Adrienne taught design at her local college. She wanted the students to design an outfit for a couple attending a church wedding.

“I have become increasingly unhappy about the clothes worn at weddings. I like clothes to be celebratory, but some weddings are becoming all about the clothes. I feel it’s perceived as a context for designers to showcase their work, and the religious context gets forgotten. I started the session by showing lots of images of clothes people wear to weddings. I asked students to research images of wedding clothes worn by guests and write an analysis of them. We discussed the images using the following prompts:

  • What are your first impressions?
  • What do you think governed the choices?
  • What are people saying through their clothes?
  • What do the choices suggest the event is about?

“Then we looked at the wedding service and discussed what was important about it. I handed out copies of a Christian wedding service and vows. We devised some criteria for choice of design that would be appropriate in the light of those:

  • The designer has a responsibility to be appropriate to the occasion and to serve the guest and the bride and groom. It is not for showcasing the designer’s flair.
  • It’s a religious ceremony, so clothes should have an element of modesty.
  • The guests are there to support the bride and groom and not to steal the limelight or draw attention to themselves.
  • It’s a celebration, so clothes should be celebratory.
  • The designer should think about how the clothes will look in photographs; they should not leave people with regrets.

“Many students felt the designer had a double brief since the same clothes are used for both the religious ceremony and also the reception that follows. The student designs reflected that, often using short jackets, wraps, and other devices for the women to create two different looks from the same outfit. On the whole, students went for simpler and more elegant designs with very good fabrics rather than showy outfits. I adjusted my evaluations to include the criteria we had devised.”

What’s going on here?

Adrienne saw design as a way of encouraging students to think of others and serve and to reflect on the meaning and purpose of a wedding.

She engaged students in a design activity that made them think about connections to a faith context and actively devise criteria in a way that focused on serving.

Adriana reshaped her practice by changing the context for the activity (the new brief), adjusting her assessment to match, and using images and questions to change the focus and look at the purpose to which skills were put.

What does this have to do with faith, hope, and love?

Serving is an expression of loveService should distinguish the Christian way of life — at work, in the home, and in relationships. The possession of gifts and talents bring with them responsibility; they are for serving others, and that includes design. Love accepts limits in terms of the needs of others. Serving involves a lack of selfishness, for it means taking the spotlight off ourselves in order to pay attention to the needs of others.

What difference does it make?

This way of approaching design underscores the responsibility of designers rather than seeing creativity as something on which no limits are imposed. Love imposes limits. With any gift comes a responsibility to use it with wisdom. This approach also changes the context in which the designer works to a religious one, even if the designer does not share that faith.

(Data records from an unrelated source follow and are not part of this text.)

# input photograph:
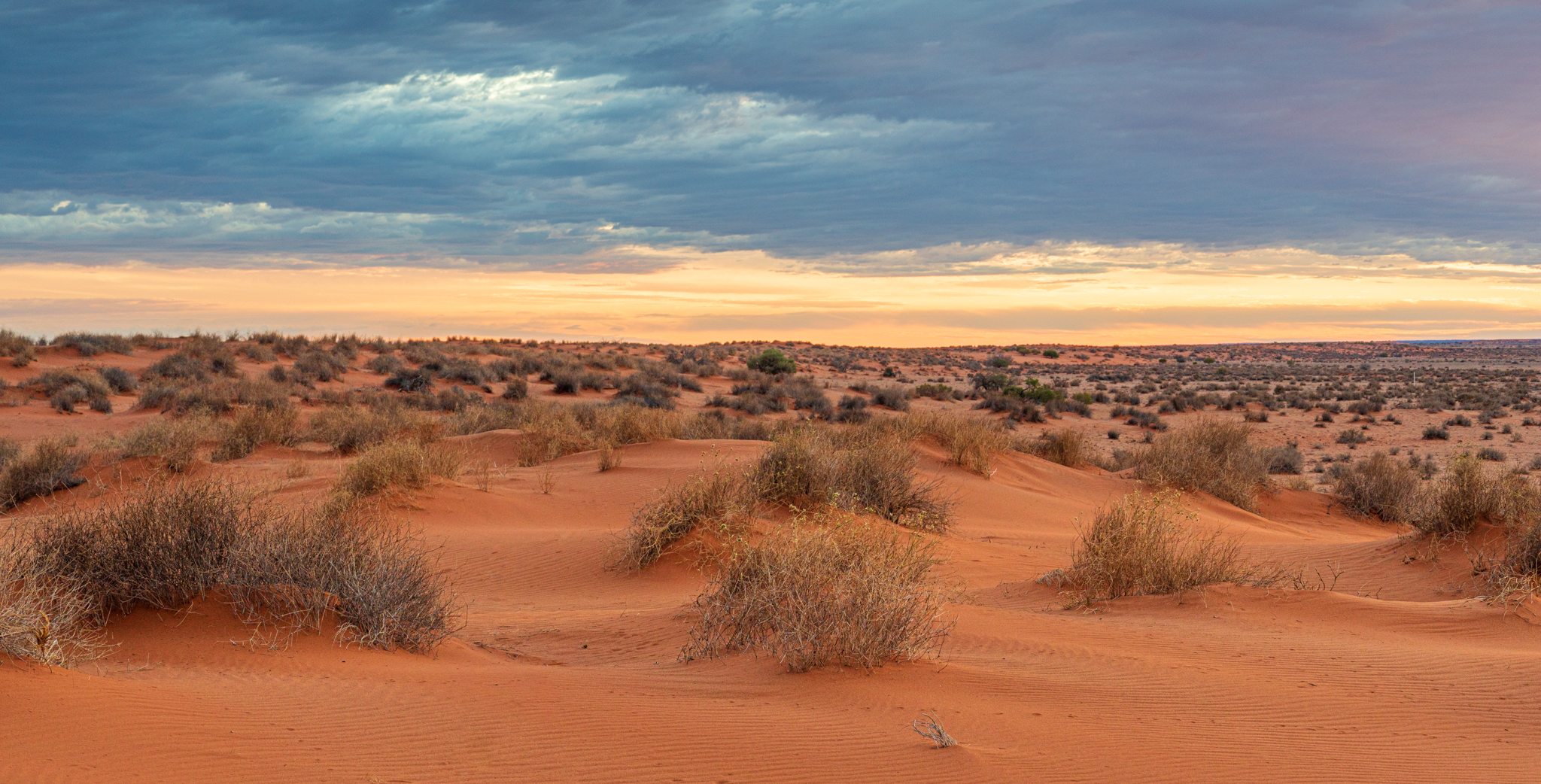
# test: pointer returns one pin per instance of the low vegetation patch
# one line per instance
(720, 495)
(1065, 447)
(51, 464)
(1383, 487)
(176, 542)
(865, 470)
(1138, 545)
(826, 592)
(398, 466)
(1208, 454)
(971, 442)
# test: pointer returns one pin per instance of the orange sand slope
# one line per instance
(567, 672)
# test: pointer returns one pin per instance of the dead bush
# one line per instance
(253, 427)
(1208, 454)
(51, 464)
(398, 466)
(1139, 547)
(834, 592)
(1381, 485)
(628, 424)
(865, 470)
(350, 429)
(1467, 494)
(373, 575)
(971, 442)
(173, 441)
(719, 495)
(42, 619)
(1065, 447)
(175, 542)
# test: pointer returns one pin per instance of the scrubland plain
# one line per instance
(336, 560)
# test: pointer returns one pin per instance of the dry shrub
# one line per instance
(175, 542)
(607, 456)
(159, 548)
(1467, 494)
(868, 470)
(551, 430)
(42, 619)
(1518, 572)
(1208, 454)
(719, 495)
(372, 573)
(628, 422)
(1065, 447)
(253, 427)
(1138, 547)
(173, 441)
(350, 429)
(842, 594)
(482, 418)
(971, 442)
(1381, 485)
(398, 464)
(51, 464)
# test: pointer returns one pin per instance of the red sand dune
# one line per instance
(567, 672)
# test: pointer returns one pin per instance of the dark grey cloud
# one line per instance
(526, 133)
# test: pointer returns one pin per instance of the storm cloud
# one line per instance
(868, 138)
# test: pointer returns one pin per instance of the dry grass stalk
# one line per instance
(929, 728)
(1381, 485)
(1065, 447)
(831, 592)
(1139, 547)
(720, 495)
(1208, 454)
(175, 542)
(398, 466)
(865, 470)
(971, 442)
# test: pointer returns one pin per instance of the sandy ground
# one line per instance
(567, 672)
(1379, 667)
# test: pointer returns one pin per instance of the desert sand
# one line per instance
(1383, 667)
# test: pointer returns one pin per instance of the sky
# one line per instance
(880, 173)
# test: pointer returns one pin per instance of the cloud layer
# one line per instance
(867, 138)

Where could we go from here?

These concepts of serving, responsibility, and the limits imposed by love can be applied to other creative projects and other parts of the design curriculum.

Digging deeper

Adrienne saw design as service. The concept of service is an important one for Christians, for Jesus took the word servant and gave it a new and radical meaning. He took a word that described a lesser person under the authority of others and redefined it in terms of leadership and greatness. As the “servant King” he washed his disciple’s feet and expected his followers to be willing to act similarly (John 13:14-15 ). Jesus made it clear that in the kingdom of God those who are greatest are those who serve God and others.

The duty is now emphasized of serving God in the world, in every position in life. Abraham Kuyper

In 1 Corinthians, Paul describes love as “not self-seeking.” He also talks about pleasing others rather than ourselves in order to build up other people (Romans 15:2 ). This does not mean self is effaced or personal needs are never met. Jesus talked of loving others as we love ourselves. We can uphold the dignity of people and their entitlement to be treated as God’s children, and that includes us.

What the earliest Christians were struck by, and what they returned to again and again, was that in Jesus they had seen (and the stories testified of this to those who had not seen) a way of being human which nobody had ever imagined before. This was a way of generosity and forgiveness, a way of self-emptying and a determination to put everyone else’s needs first. N. T. Wright

Adrienne stressed responsibility in design rather than just following a trend or displaying flair. Gifts carry the responsibility to use them wisely. In the Bible Samson was gifted with enormous strength, but he wasted that gift rather than using it wisely. Possession of a gift is not enough.